CINCINNATI (CN) – The en banc Sixth Circuit heard arguments Wednesday over Ohio’s ban on abortions involving fetuses with Down syndrome, with abortion providers again fighting to prevent the law from taking effect.
A federal judge granted a preliminary injunction to Planned Parenthood and Preterm-Cleveland in March 2018, just over a month after then-Governor John Kasich signed House Bill 214 into law.
The bill “criminalizes performing an abortion if the person performing the abortion knows that one reason, in whole or part, for the woman’s decision to terminate her pregnancy is a fetal indication of Down syndrome.”
The state requested and was granted another set of arguments in front of the entire Cincinnati-based appeals court, at which point numerous state governments, as well as medical and civil rights organizations, filed amicus briefs with the court.
Attorney Ben Flowers argued on behalf of Ohio and told the court Wednesday the law was passed to prohibit “Down syndrome selective abortions” and prevent abortion providers from straying into practices that some might consider eugenics.
Flowers said the law sends a message that these abortions “are so heinous and so inhumane that doctors can go to jail and lose their licenses.”
The state’s attorney repeatedly told the judges his opponents failed to provide any evidence the law will place an undue burden on women seeking abortions, and said its practical effect is unknown because it has yet to be implemented.
U.S. Circuit Judge Karen Moore, an appointee of Bill Clinton, asked about the bill’s “subjective knowledge” requirement, and asked if it was a “run-around” to allow doctors to perform the abortions so long as the woman does not talk about the reasoning behind her decision.
Flowers answered that if a woman does not tell her doctor a diagnosis of Down syndrome is part of her reasoning, the doctor would not be in violation of the law.
Attorney Jessie Hill argued on behalf of Preterm-Cleveland and was grilled by several judges throughout her remarks about whether the law places an undue burden on women or simply regulates the doctors who perform the abortions.
Hill cited the 1992 Supreme Court decision in Planned Parenthood v.
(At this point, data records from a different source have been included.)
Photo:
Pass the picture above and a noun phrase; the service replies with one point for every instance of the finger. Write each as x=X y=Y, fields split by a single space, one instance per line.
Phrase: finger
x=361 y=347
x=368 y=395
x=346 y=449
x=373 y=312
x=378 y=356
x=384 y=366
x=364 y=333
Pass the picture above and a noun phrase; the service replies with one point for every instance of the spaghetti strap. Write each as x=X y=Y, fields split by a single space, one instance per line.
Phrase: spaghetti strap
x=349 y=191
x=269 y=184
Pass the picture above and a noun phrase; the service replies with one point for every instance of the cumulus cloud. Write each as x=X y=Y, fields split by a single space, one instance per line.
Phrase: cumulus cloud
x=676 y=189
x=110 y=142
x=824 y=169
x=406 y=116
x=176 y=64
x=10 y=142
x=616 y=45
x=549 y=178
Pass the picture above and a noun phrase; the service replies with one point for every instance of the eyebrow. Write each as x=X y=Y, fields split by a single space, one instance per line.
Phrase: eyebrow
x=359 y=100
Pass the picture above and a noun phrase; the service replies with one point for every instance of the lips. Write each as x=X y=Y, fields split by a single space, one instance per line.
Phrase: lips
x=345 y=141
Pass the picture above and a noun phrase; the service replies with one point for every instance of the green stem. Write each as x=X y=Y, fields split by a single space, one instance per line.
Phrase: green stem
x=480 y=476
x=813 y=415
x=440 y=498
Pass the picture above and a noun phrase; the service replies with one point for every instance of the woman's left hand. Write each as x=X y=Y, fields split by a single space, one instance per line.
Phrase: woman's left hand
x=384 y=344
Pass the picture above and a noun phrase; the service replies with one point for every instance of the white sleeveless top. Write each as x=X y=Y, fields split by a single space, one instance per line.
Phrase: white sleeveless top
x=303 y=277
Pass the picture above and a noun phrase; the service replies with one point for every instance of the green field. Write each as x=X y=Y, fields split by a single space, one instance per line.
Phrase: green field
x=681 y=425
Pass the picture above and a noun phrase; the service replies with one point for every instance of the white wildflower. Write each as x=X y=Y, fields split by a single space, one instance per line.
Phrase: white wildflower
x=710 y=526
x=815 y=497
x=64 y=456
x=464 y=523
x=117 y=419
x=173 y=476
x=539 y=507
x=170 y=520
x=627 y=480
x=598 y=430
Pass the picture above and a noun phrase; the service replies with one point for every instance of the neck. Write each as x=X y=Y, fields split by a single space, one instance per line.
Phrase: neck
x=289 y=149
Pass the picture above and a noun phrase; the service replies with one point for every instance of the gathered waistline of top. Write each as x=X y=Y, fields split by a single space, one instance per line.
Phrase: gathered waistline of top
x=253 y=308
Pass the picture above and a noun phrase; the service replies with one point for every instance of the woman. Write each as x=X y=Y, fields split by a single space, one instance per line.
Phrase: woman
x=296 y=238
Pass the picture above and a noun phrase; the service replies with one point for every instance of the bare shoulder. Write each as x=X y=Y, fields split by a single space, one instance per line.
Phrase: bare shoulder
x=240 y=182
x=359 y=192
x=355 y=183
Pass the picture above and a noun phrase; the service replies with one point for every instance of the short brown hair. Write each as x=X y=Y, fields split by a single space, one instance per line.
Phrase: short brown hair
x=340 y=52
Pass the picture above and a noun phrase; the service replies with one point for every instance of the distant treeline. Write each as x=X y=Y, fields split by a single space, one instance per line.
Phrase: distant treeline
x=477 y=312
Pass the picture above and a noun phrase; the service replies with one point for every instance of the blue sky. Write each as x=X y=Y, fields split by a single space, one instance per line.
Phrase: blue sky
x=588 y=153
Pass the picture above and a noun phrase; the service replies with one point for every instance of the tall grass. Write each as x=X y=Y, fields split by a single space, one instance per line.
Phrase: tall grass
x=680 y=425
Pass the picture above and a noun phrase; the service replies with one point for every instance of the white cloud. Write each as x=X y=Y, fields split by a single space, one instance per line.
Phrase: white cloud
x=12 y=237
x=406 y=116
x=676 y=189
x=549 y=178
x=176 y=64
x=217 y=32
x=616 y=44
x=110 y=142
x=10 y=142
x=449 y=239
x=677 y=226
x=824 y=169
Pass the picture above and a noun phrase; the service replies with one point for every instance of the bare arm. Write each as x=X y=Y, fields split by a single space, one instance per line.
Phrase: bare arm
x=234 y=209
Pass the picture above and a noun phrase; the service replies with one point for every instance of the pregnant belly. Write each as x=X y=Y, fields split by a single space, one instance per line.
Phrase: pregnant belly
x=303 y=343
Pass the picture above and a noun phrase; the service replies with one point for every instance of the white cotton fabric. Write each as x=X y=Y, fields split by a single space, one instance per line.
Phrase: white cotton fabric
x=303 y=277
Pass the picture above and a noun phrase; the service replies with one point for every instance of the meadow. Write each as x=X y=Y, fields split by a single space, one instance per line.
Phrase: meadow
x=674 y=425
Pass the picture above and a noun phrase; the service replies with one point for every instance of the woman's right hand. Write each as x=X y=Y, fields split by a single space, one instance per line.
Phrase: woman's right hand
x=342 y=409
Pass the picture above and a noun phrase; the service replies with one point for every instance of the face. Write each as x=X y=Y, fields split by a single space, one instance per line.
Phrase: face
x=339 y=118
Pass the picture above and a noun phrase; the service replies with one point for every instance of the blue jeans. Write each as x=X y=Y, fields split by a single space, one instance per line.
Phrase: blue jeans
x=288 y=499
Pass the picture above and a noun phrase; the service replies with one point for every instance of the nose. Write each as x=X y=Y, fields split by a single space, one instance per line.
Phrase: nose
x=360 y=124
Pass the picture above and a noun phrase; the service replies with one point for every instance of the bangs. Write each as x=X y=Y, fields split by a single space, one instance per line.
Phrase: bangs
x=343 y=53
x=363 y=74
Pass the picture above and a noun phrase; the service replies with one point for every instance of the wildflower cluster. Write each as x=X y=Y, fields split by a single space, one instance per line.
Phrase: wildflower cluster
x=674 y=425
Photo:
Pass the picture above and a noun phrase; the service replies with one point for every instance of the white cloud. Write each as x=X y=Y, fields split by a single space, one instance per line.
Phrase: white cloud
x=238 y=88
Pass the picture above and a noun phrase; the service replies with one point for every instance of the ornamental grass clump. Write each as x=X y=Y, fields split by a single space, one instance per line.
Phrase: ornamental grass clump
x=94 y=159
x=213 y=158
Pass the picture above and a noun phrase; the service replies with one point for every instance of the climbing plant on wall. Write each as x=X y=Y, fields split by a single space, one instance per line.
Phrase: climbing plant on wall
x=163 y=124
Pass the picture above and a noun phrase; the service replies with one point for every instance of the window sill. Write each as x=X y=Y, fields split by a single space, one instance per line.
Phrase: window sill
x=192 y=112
Casey, and said it held that states are unable to pass any law that restricts the availability of a pre-viability abortion.
The attorney called Ohio’s law “an absolute ban.”
“It doesn’t regulate the woman at all directly,” U.S. Circuit Judge Raymond Kethledge said, adding later that, “It’s not a ban.”
Kethledge, an appointee of George W. Bush, joined several of his colleagues in voicing their opinion that the law regulates only doctors, and not the women seeking abortions.
U.S. Circuit Judge Jeffrey Sutton, another George W. Bush appointee, sided with Kethledge, and noted it was “not a terrible idea” to pass legislation that limits a doctor’s ability to perform selective abortions, whether they are based on a medical diagnosis, race, or any other consideration.
Hill criticized the judges for their assumptions about the reasons women choose to have abortions, and said “to paint [these women] with the broad brush of eugenics is wrong.”
Kethledge conceded the use of the term was not applicable to all women affected by the law, but added that the restriction “strikes a balance between two extremes.”
Arguments were extended to 25 minutes per side to allow for an appearance by Justice Department attorney Alexander Maugeri, who argued on behalf of the federal government, an amicus party that supports Ohio’s position.
Maugeri said the government believes the Ohio law expresses the view that Down syndrome lives have value, and allows the state to prevent women from being pressured into abortions by portions of the medical community.
While several members of the court seem poised to overturn the lower court’s injunction, the majority of the 14 judges remained silent throughout proceedings.
Hill spoke to reporters after the hearing and stressed that women who make the decision to obtain an abortion do so after serious thought.
“Women are moral decision-makers,” the attorney remarked, after saying the issues involved are complex.
Ohio’s attorney, Flowers, could not be reached for comment.
No timetable has been set for the court’s decision.